Why it's important to keep your car covered during pollen season
AUSTIN (KXAN) -- During allergy season, pollen can quickly accumulate on parked vehicles, leaving a 'taint' that can cause damage. Meteorologist Tommy House sat down with Ken Huening, who has created a successful business by inventing covers to protect automobiles and furniture.
Read an edited version of the conversation below or use the video player above to listen.
Meteorologist Tommy House: What are Cover Seal Outdoor Covers?
Ken Huening: So, Cover Seal Outdoor Covers were invented about three years ago. It’s a new type of outdoor cover which has a weighted apron. It holds them to the ground and keeps rodents, dust, pollen that we’re facing right now, insects, and any other kind of invading critter like spiders out of your protected asset, which would be cars, patios, barbecues, tractors, is another big one for us as well.
House: For those who don’t have a cover for their car, why is it important to wash it during allergy season here in Texas?
Huening: Well, pollen, which we’ve seen, creates a nice yellow film on your car. It’s actually very alkaline, and when you combine it with moisture from the dew in the morning, it creates a bit of an acid layer on your car, and that will etch into your paint. Worse, it actually etches into your chrome, and further, it can get into your air filters in your car. That creates a nice little allergy ball that gets to recirculate into the interior of your car.
House: What kind of damage can pollen that lasts for too long on your car create?
Huening: Well, it creates stains. It creates discoloration in your paint. It can gum up things like your windshield washer fluid dispensers.
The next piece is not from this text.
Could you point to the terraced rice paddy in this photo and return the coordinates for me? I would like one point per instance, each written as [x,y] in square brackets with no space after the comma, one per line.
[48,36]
It turns into a kind of real nasty paste when you get it as thick as we are here in North Carolina right now.
House: What are some tips that you can share about how people can clean their car on a more regular basis?
Huening: Okay, a normal routine maintenance would be to start off your season with washing your car and waxing it. So, if you wax it, it’ll keep the pollen from adhering to the surface of your car, and it’ll be easier to take off, and it has less of a chance to etch your paint. Washing your car routinely after that really depends on how much pollen you get on that car. But a trick is, don’t park very close to trees, if you can help it. That is really the source of where a lot of the pollen comes from, and it also helps you from getting droppings onto your car from birds that sit in the same tree. So, birds are also, in the spring, a lot more active.